5779. 3/12 – Entang Wiharso
07.11.2018 – 06.12.2018
Entang Wiharso
The Family Portrait, 2012
led lightbox
48 x 78 cm
“The Family Portrait è la ricostruzione di un progetto legato al matrimonio, nato come una soluzione di riconciliazione delle memorie assenti della mia famiglia. Il mio obiettivo era cercare di dare delle risposte attraverso il ritratto matrimoniale, un momento essenziale che la mia famiglia ha tanto desiderato ma che non è mai accaduto. Detto questo, sento che questo progetto ha fallito” – Entang Wiharso.
Imbevuto di complessità, l’opera di Entang Wiharso è radicata nella sua identità e nell’identità della sua famiglia. Nato in Indonesia da una famiglia javanese, Wiharso ha sposato una donna americana e ha due figli. Questa situazione e la condizione a essa correlata – l’artista e la sua famiglia vivono tra Yogyakarta, Indonesia e Rhode Island, Stati Uniti – aggiunge solamente un ulteriore livello di complessità alla sua condizione personale, che è la principale fonte di ispirazione nel suo lavoro. Attraverso vari linguaggi, dal rilievo alla performance, dalla pittura alla scultura, Wiharso ha cercato di catturare l’essenza della condizione umana e la relativa abilità, attraverso l’arte, di percepire, empaticamente, domande primarie sull’amore, l’odio, il fanatismo e l’ideologia.

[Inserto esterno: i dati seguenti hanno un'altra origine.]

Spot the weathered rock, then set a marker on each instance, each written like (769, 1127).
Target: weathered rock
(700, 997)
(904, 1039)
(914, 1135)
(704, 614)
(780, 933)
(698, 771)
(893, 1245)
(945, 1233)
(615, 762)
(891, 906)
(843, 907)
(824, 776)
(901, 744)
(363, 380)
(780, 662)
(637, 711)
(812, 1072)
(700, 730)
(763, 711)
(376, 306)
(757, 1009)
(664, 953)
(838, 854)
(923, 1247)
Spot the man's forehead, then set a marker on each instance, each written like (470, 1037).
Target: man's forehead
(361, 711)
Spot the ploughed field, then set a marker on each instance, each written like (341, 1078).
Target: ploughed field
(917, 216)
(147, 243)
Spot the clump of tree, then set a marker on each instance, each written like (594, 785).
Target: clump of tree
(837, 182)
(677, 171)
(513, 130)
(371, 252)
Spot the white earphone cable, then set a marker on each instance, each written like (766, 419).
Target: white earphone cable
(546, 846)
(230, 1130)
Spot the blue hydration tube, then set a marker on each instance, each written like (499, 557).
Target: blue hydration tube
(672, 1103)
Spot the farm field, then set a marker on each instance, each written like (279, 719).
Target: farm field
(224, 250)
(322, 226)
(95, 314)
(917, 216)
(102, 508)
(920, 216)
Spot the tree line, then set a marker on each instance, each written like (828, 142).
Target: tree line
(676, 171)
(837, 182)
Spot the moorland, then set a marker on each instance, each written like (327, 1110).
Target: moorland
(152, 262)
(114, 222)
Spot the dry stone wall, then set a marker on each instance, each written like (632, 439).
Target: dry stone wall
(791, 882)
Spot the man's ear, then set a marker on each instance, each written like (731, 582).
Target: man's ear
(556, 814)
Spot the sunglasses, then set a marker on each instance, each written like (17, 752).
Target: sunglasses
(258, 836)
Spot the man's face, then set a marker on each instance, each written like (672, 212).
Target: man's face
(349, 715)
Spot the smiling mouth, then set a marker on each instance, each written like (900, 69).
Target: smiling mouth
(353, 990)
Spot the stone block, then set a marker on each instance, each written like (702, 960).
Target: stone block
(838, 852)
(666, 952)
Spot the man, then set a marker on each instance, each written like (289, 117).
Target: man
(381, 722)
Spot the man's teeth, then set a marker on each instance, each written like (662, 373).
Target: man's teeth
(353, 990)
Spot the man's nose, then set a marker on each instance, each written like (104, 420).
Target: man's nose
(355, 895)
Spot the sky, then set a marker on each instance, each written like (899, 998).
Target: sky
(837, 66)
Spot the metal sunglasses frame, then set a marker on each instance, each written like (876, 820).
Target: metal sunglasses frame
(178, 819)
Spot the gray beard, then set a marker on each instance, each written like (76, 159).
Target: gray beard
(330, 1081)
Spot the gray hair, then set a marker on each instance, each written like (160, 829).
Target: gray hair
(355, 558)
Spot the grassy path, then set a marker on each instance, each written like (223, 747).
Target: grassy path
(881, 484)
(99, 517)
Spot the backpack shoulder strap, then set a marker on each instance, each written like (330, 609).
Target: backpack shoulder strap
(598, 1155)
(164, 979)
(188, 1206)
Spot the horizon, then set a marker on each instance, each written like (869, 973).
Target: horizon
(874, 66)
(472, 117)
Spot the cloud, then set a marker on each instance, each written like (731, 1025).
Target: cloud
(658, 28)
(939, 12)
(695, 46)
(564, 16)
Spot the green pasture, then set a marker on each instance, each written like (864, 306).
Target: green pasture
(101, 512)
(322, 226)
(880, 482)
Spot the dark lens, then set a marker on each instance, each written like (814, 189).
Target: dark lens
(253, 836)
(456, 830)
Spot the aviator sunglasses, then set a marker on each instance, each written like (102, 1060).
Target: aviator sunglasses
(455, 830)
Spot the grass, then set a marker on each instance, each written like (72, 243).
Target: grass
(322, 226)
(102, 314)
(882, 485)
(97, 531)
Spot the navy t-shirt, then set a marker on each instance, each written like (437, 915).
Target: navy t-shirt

Mescolando arte primitiva con cartoni animati, ironia e violenza, l’artista è stato capace di catturare il complesso tessuto dell’Indonesia, un paese che, come pochi altri, dà corpo ai paradossi che dominano il mondo contemporaneo, dall’estremismo religioso allo sviluppo finanziario, dalla multietnicità all’identificazione nazionale post-coloniale. In altre parole, l’artista rappresenta la condizione di uomini che sono spesso divisi da sistemi politici, etnici, razziali e religiosi che sono complessi e sfaccettati, esseri umani che coesistono a dispetto del fatto che la loro comunicazione sia limitata e indiretta. Immagini e oggetti, incluse piante ornamentali, lingue, code, intestini, pattern di pelli di animali, inferriate e paesaggi dettagliati, sono interconnessi a livello tanto intuitivo quanto intellettuale.
BUILDINGBOX è uno spazio indipendente facente parte della galleria, caratterizzato da un programma autonomo. Il progetto inaugurale, a cura di Nicola Trezzi, apre nella settimana di Rosh HaShana, il capodanno dell’anno 5779, come dice il titolo stesso, secondo il calendario ebraico.
Seguendo queste premesse, ossia una vetrina visibile 24 ore su 24, 7 giorni su 7, e un calendario di 12 mesi (Nisan, Iyar, Sivan, Tammuz, Av, Elul, Tishrei, Marcheshvan, Kislev, Tevet, Shevat e Adar), 5779 è una mostra collettiva nella quale le varie opere d’arte non sono presentate una vicino all’altra, bensì piuttosto una dopo l’altra. La struttura del calendario, giorno dopo giorno, mese dopo mese, anno dopo anno, diventa la linea guida per la presentazione delle opere di molteplici artisti; questa impostazione trasforma il concetto stesso di mostra collettiva: da coesistenza e giustapposizione, a linearità e processione.
Inoltre, questo tipo di strutturazione decostruisce l’essenza stessa della mostra collettiva, che è, per definizione, una mostra con varie opere d’arte, di vari artisti, presentate una vicino all’altra in uno spazio definito e per un periodo di tempo limitato. Con 5779 l’idea della mostra collettiva, nella quale opere d’arte di diversi artisti appaiono una dopo l’altra nello stesso spazio – sostituendosi, subentrando l’una all’altra – suggerisce un’inversione dell’equazione alla base del fare mostre. Piuttosto che organizzare una mostra a partire dallo spazio, come succede usualmente, questa volta la mostra viene costruita sulla base del tempo.